Parachute appointments? There is an analogy here too. Just as political appointees may not grasp the full technical processes and aspects of such concepts as denuclearization and demilitarization, the ROK military—some, anyway—may fret about the security implications of the push for peace; especially the no-fly zones and other steps agreed to at the Pyongyang summit. As those are very much driven by political goals, is there a risk of compromising military preparedness? I am reassured by the newish Defense Minister Jeong Kyeong-doo’s recent call for “unshakable” readiness. But this aspect has to be kept in mind.
Also relevant is the contestedness of politics. Just as conservatives and liberals quarrel about whose policies weakened Korail such that accidents are happening, they are divided on the far more important issue of North Korea. Hawks and doves are poles apart, yet (as I said here before) Moon should try harder to build a bipartisan consensus on how to handle the North if he wants this process to be sustainable, especially now that budgets need to be approved.

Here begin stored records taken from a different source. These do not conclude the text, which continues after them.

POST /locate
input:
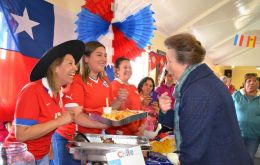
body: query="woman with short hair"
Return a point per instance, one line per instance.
(206, 128)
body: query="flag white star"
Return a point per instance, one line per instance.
(24, 23)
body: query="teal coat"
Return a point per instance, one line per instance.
(248, 114)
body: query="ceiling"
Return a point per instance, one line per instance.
(215, 23)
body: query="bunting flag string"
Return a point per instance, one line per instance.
(245, 40)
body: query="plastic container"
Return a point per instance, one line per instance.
(15, 153)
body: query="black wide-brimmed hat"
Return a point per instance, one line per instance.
(74, 47)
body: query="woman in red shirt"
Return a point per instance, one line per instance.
(39, 107)
(89, 89)
(124, 96)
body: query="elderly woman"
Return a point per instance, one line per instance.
(247, 103)
(206, 128)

Even minister Kim’s choice of adjective resonates. If Korail’s operations are “imprecise”—harsher terms could be imagined—then so, increasingly, is the Korean peace process. While appreciating the progress made in this energetic and welcome year of diplomacy, one begins to sense a loss of momentum and a certain vagueness. As with US-DPRK relations, the mood is good, which can’t be bad. But what exactly is this train carrying, and where is it headed?

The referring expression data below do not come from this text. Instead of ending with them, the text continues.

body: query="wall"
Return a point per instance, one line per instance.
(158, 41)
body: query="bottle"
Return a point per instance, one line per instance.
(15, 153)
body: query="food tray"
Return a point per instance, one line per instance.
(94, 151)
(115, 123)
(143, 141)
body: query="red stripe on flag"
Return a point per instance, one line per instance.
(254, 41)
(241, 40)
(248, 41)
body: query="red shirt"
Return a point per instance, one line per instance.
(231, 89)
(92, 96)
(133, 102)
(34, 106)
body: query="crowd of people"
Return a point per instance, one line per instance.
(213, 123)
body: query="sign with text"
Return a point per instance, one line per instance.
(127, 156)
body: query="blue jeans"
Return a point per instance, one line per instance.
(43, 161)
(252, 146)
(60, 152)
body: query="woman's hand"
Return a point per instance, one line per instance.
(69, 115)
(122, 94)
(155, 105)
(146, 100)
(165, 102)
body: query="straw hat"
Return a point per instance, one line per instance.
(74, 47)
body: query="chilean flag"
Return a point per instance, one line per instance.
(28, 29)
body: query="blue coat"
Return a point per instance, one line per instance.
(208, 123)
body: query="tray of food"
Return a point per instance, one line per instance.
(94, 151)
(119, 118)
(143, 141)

Some readers may reckon it’s me who is off the rails here. Switching from metaphorical to literal railways, isn’t the peace train rolling along just fine? In unprecedented cooperation, joint North-South inspection teams recently surveyed the full length of the DPRK’s two main railway lines, up the east and west coasts. And December 26 will see a “groundbreaking ceremony” for both rail and road reconnection at Panmun, just north of the DMZ.

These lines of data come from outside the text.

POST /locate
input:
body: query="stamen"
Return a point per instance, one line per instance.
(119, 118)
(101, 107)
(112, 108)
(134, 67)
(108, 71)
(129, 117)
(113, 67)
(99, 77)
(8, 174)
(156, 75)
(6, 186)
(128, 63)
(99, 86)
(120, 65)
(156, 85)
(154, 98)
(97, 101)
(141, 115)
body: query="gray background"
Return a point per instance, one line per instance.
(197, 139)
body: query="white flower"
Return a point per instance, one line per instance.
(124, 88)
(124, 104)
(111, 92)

That’s fine, as far as it goes. Only right now it is going nowhere. The inspection trip apart—and even that was abruptly blocked at first by the UN Command, i.e., the US—no trains will actually run and no railways will get modernized any time soon, due to sanctions. This is symbolism without substance. We already have “denuclearization” without any actual denuclearization. This groundbreaking is equally nebulous, or at best aspirational. Talk of motion is just talk, not motion. The two Koreas are not actually about to do the locomotion.
Reverting to metaphor: Ultimately this comes down to who is driving. Putting Korea back in the driver’s seat has long been Moon’s ambition and one of his favorite metaphors, though I assume he had autos in mind rather than trains. Whichever, in a sense, he has succeeded. Compared to a year ago, the driver’s seat regarding the Korean Peninsula is now located firmly on that peninsula.
Yet despite all Moon’s laudable efforts, the Korean leader driving all this is not him, but Kim Jong Un. And if the train is not currently going forward very fast, or at all, that is because the man in Pyongyang has chosen to apply the brakes recently. We may hope he will revert to the accelerator soon, while praying that nothing happens to send the train off the rails.
But all this is up to Kim. He started it. It’s him at the controls, steering skillfully—if not always to our liking. He will soon give his annual New Year address. If, as I expect, this echoes the critical tone of recent lower-level DPRK commentary, there is a real risk that the peace train will wobble or even derail in 2019, unless all parties strive much harder to meet each other’s demands. Moon, the navigator and go-between, will have his work cut out next year to keep the train on track and chugging forward.